Someone yesterday jokingly said "we should start a thread to add up total distances travelled by UKAPS members to get to TGM".  So here it is 

I travelled about 105 miles, including catching a train at 7.30am to Birmingham New Street (about 20 miles) and then being picked up by Ulster and driving the rest of the way (about 85)

So, running total so far - 105 miles for me 

Obviously, double that up if you want to count return journeys


----------



## Arana (6 Apr 2008)

300 miles eachway for me


----------



## Superman (6 Apr 2008)

About 170 miles for me (in total)


----------



## Garuf (6 Apr 2008)

Me and Dan did about 40 each way, maybe? Me a little more because I'd travelled to Stoke from home.


----------



## Martin (6 Apr 2008)

Only 60 miles round trip, I probably am one of the closest, but i still managed to turn up unfashionably late!


----------



## Themuleous (6 Apr 2008)

300 miles round trip for me 

Sam


----------



## Lisa_Perry75 (6 Apr 2008)

Hey guys!
Great day wasn't it?
According to google if I hadn't got a little lost 3 times:-
143 pompey to worcester
100 worcester to tgm
100 back again
100 worcester to parents
47 parents to pompey (going back tomorrow morning).

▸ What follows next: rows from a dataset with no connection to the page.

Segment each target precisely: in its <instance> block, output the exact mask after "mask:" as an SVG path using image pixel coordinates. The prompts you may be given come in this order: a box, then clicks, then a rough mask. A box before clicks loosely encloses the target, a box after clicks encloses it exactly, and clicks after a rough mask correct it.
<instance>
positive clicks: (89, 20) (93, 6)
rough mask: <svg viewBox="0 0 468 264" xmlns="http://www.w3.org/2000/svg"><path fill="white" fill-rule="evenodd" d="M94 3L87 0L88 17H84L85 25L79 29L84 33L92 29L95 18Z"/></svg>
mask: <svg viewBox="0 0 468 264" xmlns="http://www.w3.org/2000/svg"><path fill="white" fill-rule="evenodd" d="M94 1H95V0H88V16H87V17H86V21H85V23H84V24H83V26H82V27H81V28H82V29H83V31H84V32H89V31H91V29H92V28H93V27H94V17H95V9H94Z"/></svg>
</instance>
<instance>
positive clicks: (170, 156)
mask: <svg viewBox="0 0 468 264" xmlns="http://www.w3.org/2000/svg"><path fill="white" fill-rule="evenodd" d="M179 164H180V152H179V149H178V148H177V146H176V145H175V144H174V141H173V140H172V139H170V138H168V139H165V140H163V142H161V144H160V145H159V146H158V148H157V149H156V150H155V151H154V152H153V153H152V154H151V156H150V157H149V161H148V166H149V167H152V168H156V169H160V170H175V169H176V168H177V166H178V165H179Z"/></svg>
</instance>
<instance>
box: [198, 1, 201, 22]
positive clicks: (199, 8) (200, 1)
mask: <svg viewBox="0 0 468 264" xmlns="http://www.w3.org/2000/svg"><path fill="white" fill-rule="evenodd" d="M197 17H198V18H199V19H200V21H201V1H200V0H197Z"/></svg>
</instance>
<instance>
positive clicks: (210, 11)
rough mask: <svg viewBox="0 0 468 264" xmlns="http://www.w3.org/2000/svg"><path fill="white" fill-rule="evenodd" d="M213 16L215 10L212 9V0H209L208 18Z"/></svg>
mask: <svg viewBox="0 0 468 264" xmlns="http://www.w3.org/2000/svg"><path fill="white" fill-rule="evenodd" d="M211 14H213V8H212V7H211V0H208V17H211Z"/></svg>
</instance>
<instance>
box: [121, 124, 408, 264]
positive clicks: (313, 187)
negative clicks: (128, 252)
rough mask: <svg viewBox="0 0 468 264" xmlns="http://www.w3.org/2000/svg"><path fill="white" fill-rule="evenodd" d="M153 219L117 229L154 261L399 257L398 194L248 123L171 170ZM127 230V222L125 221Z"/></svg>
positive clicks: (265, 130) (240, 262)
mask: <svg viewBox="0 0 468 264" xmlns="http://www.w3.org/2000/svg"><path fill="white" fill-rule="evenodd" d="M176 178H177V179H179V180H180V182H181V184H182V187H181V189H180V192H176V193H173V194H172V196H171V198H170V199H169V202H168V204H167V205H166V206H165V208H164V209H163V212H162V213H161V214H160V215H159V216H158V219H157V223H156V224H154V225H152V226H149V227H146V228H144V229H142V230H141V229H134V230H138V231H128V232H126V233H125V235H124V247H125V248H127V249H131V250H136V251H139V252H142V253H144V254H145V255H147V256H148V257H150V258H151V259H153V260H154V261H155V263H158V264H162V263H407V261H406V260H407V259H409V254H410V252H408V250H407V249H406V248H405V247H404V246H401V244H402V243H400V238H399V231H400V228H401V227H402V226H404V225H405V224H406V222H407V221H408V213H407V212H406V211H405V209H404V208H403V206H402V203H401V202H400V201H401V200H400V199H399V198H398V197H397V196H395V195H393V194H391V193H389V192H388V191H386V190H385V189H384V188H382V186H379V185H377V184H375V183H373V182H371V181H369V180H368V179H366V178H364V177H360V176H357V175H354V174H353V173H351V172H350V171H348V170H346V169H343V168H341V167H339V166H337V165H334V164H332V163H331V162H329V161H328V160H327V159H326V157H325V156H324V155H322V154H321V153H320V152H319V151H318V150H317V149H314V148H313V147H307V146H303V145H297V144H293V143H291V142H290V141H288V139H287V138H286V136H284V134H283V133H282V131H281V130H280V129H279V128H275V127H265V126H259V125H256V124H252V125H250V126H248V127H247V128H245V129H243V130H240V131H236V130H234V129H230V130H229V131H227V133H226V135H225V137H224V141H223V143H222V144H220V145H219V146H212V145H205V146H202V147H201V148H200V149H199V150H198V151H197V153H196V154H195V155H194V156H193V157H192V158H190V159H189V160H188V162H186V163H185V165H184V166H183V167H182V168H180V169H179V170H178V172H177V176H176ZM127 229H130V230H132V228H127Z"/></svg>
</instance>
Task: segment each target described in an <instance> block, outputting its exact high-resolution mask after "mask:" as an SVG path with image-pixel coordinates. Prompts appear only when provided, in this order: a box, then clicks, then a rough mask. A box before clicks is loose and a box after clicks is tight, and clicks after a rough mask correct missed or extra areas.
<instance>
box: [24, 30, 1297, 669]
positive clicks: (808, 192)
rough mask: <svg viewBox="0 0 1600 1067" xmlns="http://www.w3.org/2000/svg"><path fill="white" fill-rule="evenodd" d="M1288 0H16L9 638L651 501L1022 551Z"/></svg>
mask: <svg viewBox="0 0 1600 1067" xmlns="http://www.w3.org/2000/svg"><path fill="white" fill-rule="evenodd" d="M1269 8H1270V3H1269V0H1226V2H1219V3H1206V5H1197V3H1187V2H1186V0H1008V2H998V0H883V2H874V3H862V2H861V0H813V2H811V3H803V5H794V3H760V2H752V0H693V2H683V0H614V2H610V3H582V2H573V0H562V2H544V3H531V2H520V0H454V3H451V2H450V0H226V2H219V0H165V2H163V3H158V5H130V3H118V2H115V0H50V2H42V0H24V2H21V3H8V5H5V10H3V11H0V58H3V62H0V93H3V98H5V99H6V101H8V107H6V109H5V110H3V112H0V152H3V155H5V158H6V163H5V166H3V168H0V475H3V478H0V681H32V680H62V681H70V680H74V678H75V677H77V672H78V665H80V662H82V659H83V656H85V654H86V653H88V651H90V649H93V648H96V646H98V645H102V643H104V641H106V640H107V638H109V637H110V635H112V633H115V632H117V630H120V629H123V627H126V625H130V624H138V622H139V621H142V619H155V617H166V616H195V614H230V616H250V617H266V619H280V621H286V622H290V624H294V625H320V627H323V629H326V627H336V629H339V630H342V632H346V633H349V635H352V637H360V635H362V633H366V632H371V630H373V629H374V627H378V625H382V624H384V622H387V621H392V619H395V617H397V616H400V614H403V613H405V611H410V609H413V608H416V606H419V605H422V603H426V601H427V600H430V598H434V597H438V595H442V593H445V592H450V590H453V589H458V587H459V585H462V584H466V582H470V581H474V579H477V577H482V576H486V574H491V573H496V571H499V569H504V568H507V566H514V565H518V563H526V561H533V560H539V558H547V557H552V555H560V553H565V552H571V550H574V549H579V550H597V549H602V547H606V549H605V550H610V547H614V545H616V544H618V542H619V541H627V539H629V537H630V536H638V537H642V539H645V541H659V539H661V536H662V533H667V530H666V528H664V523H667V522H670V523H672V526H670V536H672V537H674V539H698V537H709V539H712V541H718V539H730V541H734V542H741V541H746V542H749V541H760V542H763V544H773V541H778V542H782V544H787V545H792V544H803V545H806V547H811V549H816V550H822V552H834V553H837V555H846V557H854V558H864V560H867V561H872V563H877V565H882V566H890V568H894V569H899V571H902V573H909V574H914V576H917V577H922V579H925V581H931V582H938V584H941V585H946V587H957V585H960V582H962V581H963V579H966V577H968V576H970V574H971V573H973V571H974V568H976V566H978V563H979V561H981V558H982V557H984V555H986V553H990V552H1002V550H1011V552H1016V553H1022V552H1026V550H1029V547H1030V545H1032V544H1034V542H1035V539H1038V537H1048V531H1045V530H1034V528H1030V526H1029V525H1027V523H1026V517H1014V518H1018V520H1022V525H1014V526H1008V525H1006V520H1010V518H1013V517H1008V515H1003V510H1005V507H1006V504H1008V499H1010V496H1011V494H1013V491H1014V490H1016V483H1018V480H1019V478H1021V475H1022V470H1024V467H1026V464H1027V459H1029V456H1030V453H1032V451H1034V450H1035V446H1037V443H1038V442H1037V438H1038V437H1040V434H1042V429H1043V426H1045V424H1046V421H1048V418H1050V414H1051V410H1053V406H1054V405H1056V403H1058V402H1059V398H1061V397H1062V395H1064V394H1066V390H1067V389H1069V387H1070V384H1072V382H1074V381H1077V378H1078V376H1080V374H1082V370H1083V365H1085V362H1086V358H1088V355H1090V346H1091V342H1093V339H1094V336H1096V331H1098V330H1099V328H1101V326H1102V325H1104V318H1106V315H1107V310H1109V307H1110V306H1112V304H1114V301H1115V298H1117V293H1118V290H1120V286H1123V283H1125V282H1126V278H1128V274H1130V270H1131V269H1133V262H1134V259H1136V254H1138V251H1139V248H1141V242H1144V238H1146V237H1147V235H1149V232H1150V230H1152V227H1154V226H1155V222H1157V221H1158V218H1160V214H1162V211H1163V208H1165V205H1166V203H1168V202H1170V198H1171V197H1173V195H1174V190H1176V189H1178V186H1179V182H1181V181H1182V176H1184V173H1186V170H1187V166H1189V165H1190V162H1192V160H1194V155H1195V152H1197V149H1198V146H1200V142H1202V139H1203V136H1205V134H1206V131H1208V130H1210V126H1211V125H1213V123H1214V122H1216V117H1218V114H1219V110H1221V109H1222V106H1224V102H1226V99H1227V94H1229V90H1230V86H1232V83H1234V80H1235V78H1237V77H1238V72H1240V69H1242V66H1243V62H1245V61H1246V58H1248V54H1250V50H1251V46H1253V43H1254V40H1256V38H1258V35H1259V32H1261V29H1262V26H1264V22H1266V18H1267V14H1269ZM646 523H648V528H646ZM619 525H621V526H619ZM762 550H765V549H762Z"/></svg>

So 500 miles? So do I get a prize? Who was stupidest to travel the farest lol


----------



## Steve Smith (6 Apr 2008)

Lol.  Thats some distance Lisa!  Bet you'll be glad to be home tomorrow   How was Blue planet?  Would love to go there!


----------



## Lisa_Perry75 (7 Apr 2008)

Yes I can't wait to get home!

I thought it was really good compared to the blue reef aquarium, but Sam had already been and John had seen better in Boston. Definately worth the visit! I can't wait to take my fella.


----------



## Themuleous (7 Apr 2008)

Yeh the BP was good, def worth the trip as we were up there   the reefs tanks were especially good.

Sam


----------



## Steve Smith (7 Apr 2008)

Well, the running total for distance travelled one-way, ie just to get to TGM is:

*953 miles*

Nearly at the 1000 mile mark and theres still more people not posted (I've only counted individuals who have posted, not other travelling partners).


----------



## George Farmer (7 Apr 2008)

425 miles


----------



## ulster exile (7 Apr 2008)

Google reckons it's 76.5 miles from my house, so add in a 5 mile-ish detour to pick up DevUK, I'm talking 158 miles altogether.


----------



## John Starkey (7 Apr 2008)

Hi guys,there and back from worcester i would say around 200 miles but if you add the running around over the whole weekend i would say i did around 260 miles,regards john


----------



## beeky (8 Apr 2008)

The trip wasn't very 'green' was it?!


----------